In the full swing, it's a move we call "over the top"—a common cause of many golfers' slices. But I do my putting over-the-top move with a closed clubface, which means I tend to pull lots of putts left.

Well, I used to. It's still my miss, but it's not as common anymore. That's because almost two years ago, I discovered the true cause: I was accidentally aiming a lot more to the right than I realized. Subconsciously pulling the putt left was my only chance of getting the ball back on line, and making my putt.

"You can't aim the f***ing thing," Fredrik Lindblom, the co-founder of Short Game Gains, said when aiding me in my discovery.

  • If the line rolls end-over-end, I immediately know I put a good stroke on the ball. If I made (or missed) the putt, it wasn't because of stroke, it was because of green-reading, or speed. It gives me a sense of certainty that I like.
  • I find the process of trying to roll the ball end-over-end improves my ability to return the putter face to impact, and improves my green-reading skills.

I’d roughly estimate that the tour is about 50-50 on players who use the line vs. those who don’t.

Tiger Woods used it religiously; Jack Nicklaus didn’t.

Scottie Scheffler just stopped using the line (and it worked!).

Wyndham Clark started using the line recently (and it also worked!)


Some golfers even go back-and-forth during a round, depending on the putt.
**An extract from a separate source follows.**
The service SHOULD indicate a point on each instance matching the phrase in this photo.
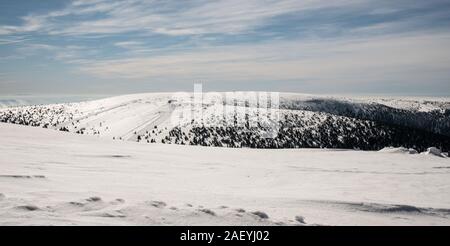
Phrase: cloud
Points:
(168, 17)
(335, 61)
“If it’s a straight putt, I’ll use it,” says PGA Tour player Sami Valimaki. “If it’s a putt with a lot of break that’s more about speed, I won’t.”

The point is there's no right or wrong, it’s all about what helps you aim better and feel more comfortable and confident.
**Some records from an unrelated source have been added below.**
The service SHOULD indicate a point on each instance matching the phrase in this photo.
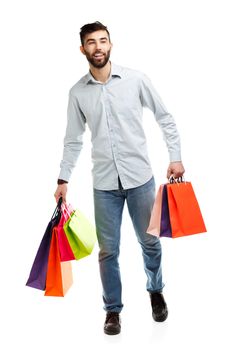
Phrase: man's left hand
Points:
(176, 169)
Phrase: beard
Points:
(98, 62)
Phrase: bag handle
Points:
(173, 180)
(64, 208)
(58, 208)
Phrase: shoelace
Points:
(112, 314)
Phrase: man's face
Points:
(97, 48)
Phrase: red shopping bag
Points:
(59, 274)
(185, 214)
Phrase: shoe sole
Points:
(160, 319)
(111, 332)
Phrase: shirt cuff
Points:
(61, 182)
(175, 157)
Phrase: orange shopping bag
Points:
(59, 274)
(155, 219)
(185, 214)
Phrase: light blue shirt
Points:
(113, 112)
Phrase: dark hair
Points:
(90, 28)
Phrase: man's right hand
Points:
(61, 191)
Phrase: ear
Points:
(82, 50)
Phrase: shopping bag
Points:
(155, 219)
(65, 250)
(185, 214)
(59, 274)
(81, 234)
(165, 222)
(37, 276)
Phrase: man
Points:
(110, 99)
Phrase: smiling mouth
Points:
(98, 55)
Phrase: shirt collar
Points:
(115, 72)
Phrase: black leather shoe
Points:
(112, 324)
(159, 307)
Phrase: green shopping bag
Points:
(81, 234)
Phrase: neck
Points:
(101, 74)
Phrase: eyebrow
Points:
(104, 38)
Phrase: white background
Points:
(187, 49)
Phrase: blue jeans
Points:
(108, 217)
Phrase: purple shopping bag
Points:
(165, 225)
(37, 276)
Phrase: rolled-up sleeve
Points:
(73, 140)
(151, 99)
If you’re a line-curious golfer, here’s a few methods to tinker around with.

One Line

The most obvious and common method. The line on the ball, usually marked over with a sharpie. Point it where you want to aim.


Dots and Lines

Xander Schauffele is a one-line man, but also adds a tiny dot at the base of his line to give himself a place to focus during his stroke.

Lots of Lines

Using multiple lines can often help golfers aim better than just one. Some golfers, draw them on. Others use the built-in tools many manufacturers have embraced, like Odyssey’s triple-track technology, or TaylorMade’s True Path alignment system.


Perpendicular Lines

You’ll notice some of the lines on Adam Hadwin’s golf ball above run perpendicular to the main line. The main, straight line is where you want to aim the putter face; the perpendicular lines are what you want your putterface to run parallel to.

Equator Lines

Cam Smith does something interesting where he places the line on his ball like an equator—a visual cue that helps him stroke up on the ball.


Again, I’m not saying you should switch. I’m just saying using the line has helped me. It makes too much sense for me to ever go back.